Em outros locais do interior paulista, as celebrações serão somente virtuais, como na área de abrangência da Arquidiocese de Ribeirão Preto, composta por 20 municípios –as paróquias estão divulgando em suas redes sociais os horários das celebrações.
Já em Goiás, cidade histórica antiga capital do estado homônimo, a tradicional Procissão do Fogaréu deixará de ser realizada em 2021 pela segunda vez em 276 anos –a primeira foi justamente no ano passado.
A procissão é marcada pela participação de fiéis segurando tochas e usando indumentária especial. É considerada o ponto mais emocionante da Semana Santa na cidade goiana por conta de sua beleza plástica, ao representar a busca e captura de Jesus em meio às luzes da cidade apagadas. Apenas as tochas levadas por fiéis iluminam as ruas.
"Não tem como não se emocionar, mas, como está [o cenário da pandemia], é impossível receber público para a procissão", disse Rodrigo Santana, secretário do Turismo e Desenvolvimento Econômico da cidade. A saída foi fazer uma transmissão pelas redes sociais da prefeitura.
A programação na cidade terá atividades religiosas até a Páscoa, no domingo, com a procissão da Ressurreição, às 19h. Ela e as demais celebrações também serão exibidas nas redes sociais com imagens de anos anteriores.
Apesar das restrições impostas pela pandemia, a cidade não está fechada. A prefeitura impôs limites de 50% de ocupação em todos os locais e implantou barreira sanitária na entrada da cidade. A partir de 22h30, entra em vigor o "toque de consciência", paralisando todas as atividades.

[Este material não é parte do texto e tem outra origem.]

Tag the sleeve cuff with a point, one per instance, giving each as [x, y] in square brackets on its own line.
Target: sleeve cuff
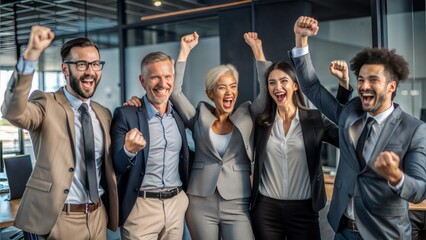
[129, 154]
[297, 52]
[399, 185]
[26, 67]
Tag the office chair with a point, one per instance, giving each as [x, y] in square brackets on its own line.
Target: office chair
[18, 171]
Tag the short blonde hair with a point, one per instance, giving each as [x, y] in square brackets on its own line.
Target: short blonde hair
[215, 73]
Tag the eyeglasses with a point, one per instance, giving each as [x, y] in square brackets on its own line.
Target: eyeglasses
[84, 65]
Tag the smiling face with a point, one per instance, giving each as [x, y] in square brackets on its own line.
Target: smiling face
[281, 88]
[82, 84]
[224, 93]
[157, 80]
[374, 90]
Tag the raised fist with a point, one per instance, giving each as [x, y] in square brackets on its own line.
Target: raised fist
[134, 141]
[40, 39]
[187, 43]
[306, 27]
[339, 69]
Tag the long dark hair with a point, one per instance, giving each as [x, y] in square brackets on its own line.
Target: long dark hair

A procura por hotéis, porém, está baixa. Há estabelecimentos com apenas 10% de reservas. A capacidade hoteleira local é de 1.600 leitos –com o limite, cai para 800. Historicamente, a cidade de 24 mil habitantes recebe 50 mil turistas na Semana Santa, a maioria retornando aos seus municípios de origem no mesmo dia. Neste ano, ela completa 20 anos do reconhecimento pela Unesco como patrimônio cultural mundial.
Bispo da diocese de Goiás, dom Jeová Elias afirmou em vídeo que as pessoas não devem deixar de celebrar a Páscoa. "Nunca nos demos por falecidos. A esperança não deve ser apagada do nosso coração."
Há locais que pretendiam receber fiéis, como igrejas de Ouro Preto, em Minas Gerais, mas a passagem do estado para a fase roxa impede a presença de público nas celebrações.
Todas as missas serão virtuais e transmitidas por meio das redes sociais da prefeitura ou de paróquias.
A intenção era receber a presença de poucos fiéis nas igrejas, que seriam selecionados por meio de convites distribuídos por coordenadores das comunidades.